Her 40-minute site-specific work Trios debuted at the National Botanical Gardens in Washington, D.C., and was later adapted for the Kennedy Center as part of a commission from Metro Dance/DC.

Her work acqua alta, inspired by the high tide season in Venice, was nominated for three Metro Dance/DC awards in 2012: emerging choreographer, outstanding new work, and excellence in stage design and multimedia.

Dahlia is the 2012-2013 New England Vermont Performance Lab Artist.

At VPL, the piece of contemporary dance, or what Nayar likes to call performance installation, 2125 Stanley Street investigates the commingling of domestic spaces and sounds with memory and nostalgia.

“The work is also about memory as a multi-generational phenomenon,” she says. “That is, how our friends and parents pass things down from generation to generation, and in our minds, what gets saved and what gets lost. I find this aspect of the work particularly interesting now that I am raising a family of my own.”

During her first VPL residency last October, in a gathering arranged by Coffey to supplement her creative research, Nayar connected with many from the Asian-American community in and around Brattleboro

“It was fantastic,” says Nayar. “In this intimate exchange, we were able to share our memories of belonging and not belonging to the communities around us. It is always interesting watching people as they remember things, to see their subtlest gestures or movements can be revealing. I was fully present at this sharing, but subliminally the physical impulses we make when we recall something from the past is something I keep coming back to as a choreographer. Those movements are the literal past we find embodied in ourselves from this place or that time.”

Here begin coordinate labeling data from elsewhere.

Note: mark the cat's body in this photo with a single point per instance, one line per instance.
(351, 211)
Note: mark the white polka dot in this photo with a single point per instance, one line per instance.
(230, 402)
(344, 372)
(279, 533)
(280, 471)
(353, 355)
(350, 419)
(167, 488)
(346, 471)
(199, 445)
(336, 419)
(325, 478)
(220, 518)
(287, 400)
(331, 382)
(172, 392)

Nayar also says she sees memory as an act of imagination, and nostalgia a mode:

“We may romanticize the past with nostalgia, and I must confess that nostalgia is a tendency of which I am guilty. Do I think it a bad thing? I am curious and critical of my tendency towards nostalgia, but in 2125 Stanley Street, I want just to acknowledge its potency. Though nostalgia, we try to remake the past to seem right and to find peace in our lives,” she says.

2125 Stanley Street is a radical departure for Nayar.

“For one thing, it incorporates a lot of research material,” she says. “It is an opportunity to delve into the creative process with collaborators. The finished work will have some sort of a narrative not in a linear fashion, but rather through a series of scenes, or perhaps you could call them poems.

“Movement will be accompanied by a collage of sounds, which mixes original music, sound effects and text. Cellist Loren Kiyoshi Dempster is imaginatively taking objects of everyday life, like a clothes line, to see what can be done with the sounds they can make. We are also re-purposing those objects to inform the set and prop elements of space of the dance,” Nayar explains.

The name of the piece is meant to be suggestive, Nayar says. “The title 2125 Stanley Street can be imagined in several ways: It could refer to a date and a street, or perhaps a mythical street address. It shouldn't refer to a specific place, like a place I used to live. To be honest, it is an old address [to] which I have an attachment, but it became an impetus for a more expansive creative meaning to inform the work.”